Substitute /absolute/path/to/your/ with the verified absolute directory of the cloned project. 5. Initiate a reload of the MCP endpoint via the "Refresh" mechanism in Cursor's settings. 6. Debugging insights can be gathered by monitoring the Cursor MCP status icon logs, augmenting code with verbose console.error() calls, or running the server process directly in an external terminal for complete stdout/stderr visibility.

Issue Resolution

  • Port Allocation Contention: Should the default endpoint (9876) be occupied, the system incorporates an automated routine to attempt port reclamation.
  • Connectivity Failures: Verify the integrity of the Chrome extension installation and its enabled status.

License: MIT

External References

Contextual Note: A headless browser is defined as a web browsing application devoid of a visible graphical user interface. These environments facilitate the automated direction of web pages, mimicking standard browser rendering capabilities (including CSS styling and JavaScript execution) but accessed via programmatic interfaces. Modern browser engines (Chrome >= 59, Firefox >= 56) offer native remote control capabilities, superseding earlier reliance on frameworks like PhantomJS.

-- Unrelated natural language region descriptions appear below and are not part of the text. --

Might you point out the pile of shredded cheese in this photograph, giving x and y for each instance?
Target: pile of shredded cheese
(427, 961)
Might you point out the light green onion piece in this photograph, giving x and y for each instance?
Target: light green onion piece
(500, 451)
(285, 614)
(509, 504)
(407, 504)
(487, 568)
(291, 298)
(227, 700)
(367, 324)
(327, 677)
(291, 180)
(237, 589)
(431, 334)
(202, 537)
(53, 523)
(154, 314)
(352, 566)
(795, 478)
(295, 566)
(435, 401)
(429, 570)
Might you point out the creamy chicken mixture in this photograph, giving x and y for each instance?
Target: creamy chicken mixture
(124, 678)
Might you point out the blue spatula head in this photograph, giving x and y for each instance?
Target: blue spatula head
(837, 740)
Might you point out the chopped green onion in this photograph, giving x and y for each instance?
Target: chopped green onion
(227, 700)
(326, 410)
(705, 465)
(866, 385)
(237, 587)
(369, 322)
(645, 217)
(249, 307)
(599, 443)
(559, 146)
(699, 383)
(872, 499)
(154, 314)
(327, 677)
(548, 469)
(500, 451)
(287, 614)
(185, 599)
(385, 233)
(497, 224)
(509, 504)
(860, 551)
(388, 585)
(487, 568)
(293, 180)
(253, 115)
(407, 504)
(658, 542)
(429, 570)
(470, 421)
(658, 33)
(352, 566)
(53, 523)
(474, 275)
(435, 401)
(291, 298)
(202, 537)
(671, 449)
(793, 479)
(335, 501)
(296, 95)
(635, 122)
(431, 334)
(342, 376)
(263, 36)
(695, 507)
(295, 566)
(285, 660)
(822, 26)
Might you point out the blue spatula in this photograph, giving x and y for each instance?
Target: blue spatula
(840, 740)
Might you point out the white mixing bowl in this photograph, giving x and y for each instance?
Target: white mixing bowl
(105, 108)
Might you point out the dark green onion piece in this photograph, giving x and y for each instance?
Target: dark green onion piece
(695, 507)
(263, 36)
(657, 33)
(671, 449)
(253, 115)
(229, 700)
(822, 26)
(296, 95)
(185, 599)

== Primary Applications == The central utility derived from such automated rendering environments includes:

  • Automated validation and quality assurance procedures for contemporary web applications.
  • Generation of static visual representations of web documents.
  • Execution of iterative tests for client-side scripting frameworks.
  • Orchestration of user interactions across web interfaces.

=== Secondary Functions === Headless environments are also instrumental in sophisticated web data extraction processes. For instance, Google has leveraged such mechanisms to index content reliant on Asynchronous JavaScript and XML (Ajax).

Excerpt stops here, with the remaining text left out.